I mean, I think that’s the last maybe comment on this is, you know, compared to something like coding, which has ability to be benchmarked and verifiably right answers, which is obviously why it’s dominated the application of LLMs to this point, much of the world is pretty illegible by definition. It’s like, you know, what does like, what constitutes a good book?

Right? Is it, is it its popularity? Is it the eloquence of its writing? Is it, you know, the environment that it was born from in some historical era?
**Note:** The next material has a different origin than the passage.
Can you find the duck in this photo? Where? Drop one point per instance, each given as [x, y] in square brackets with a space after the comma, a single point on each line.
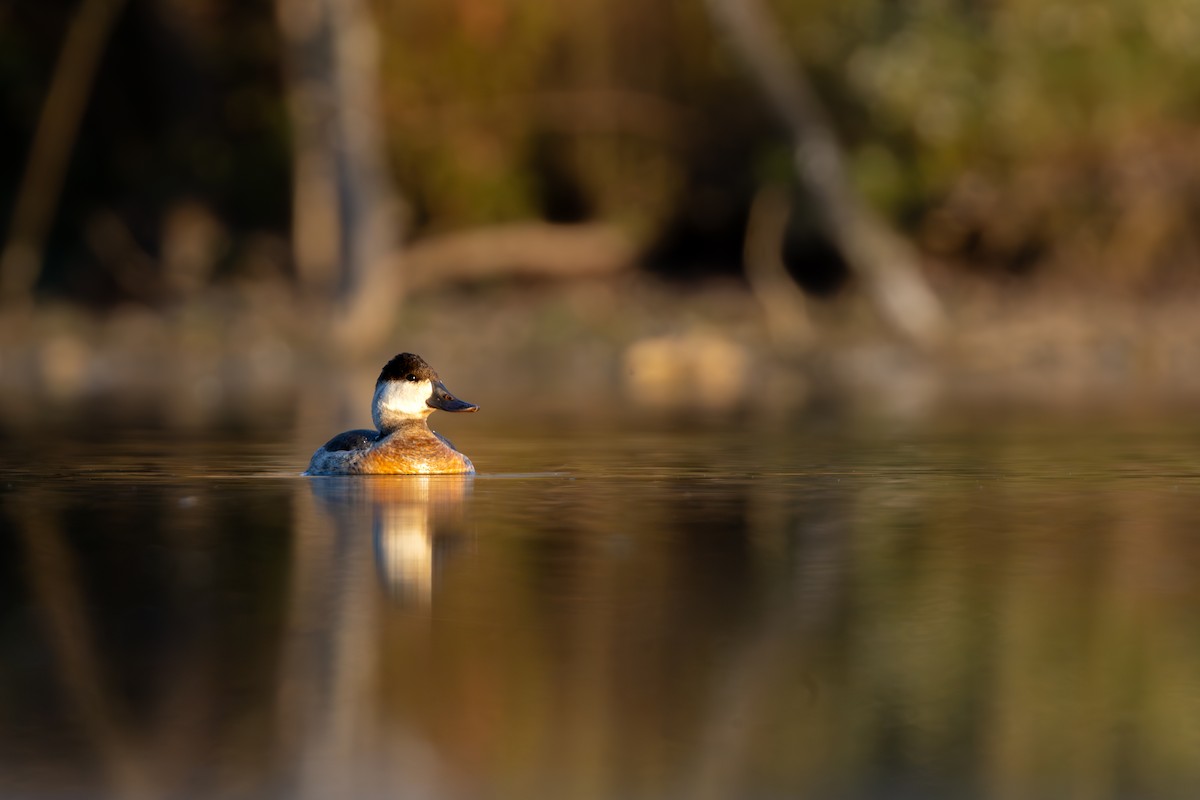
[406, 394]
Like, like what, what constitutes good at any given time is not something that’s like very easy to, actually verify because good means something very different to a lot of different people. and I think that’s where it’s like, as long as we have autoregressive next token predictor.

type models, you know, it’s like, you can’t really encode some of those things and its weights and you can’t verify it through post-training extremely accurately because the like solution set is almost infinite in terms of what the ground truth verification is for that particular task. And so I think, you know, I’m not qualified at all to speak on this topic because I know very little, but I believe that’s why like Yann LeCun and

you know, the world model idea of trying to build a different type of AI is at least getting airtime because there are just inherent limitations to the actual technology in terms of how you can score it, train it, pre-train it, right? Like it’s just, there are limitations. It can’t do everything, even though it feels in some cases like it can do most creative work that’s out there, whether it’s

video generation, image generation, text coding, right? Like most of the things that humans have spent a lot of labor and education getting good at.

Well Greg, thanks again for joining us. It was great to have you.
Thanks so much Dan, it was a pleasure. I really enjoyed the conversation.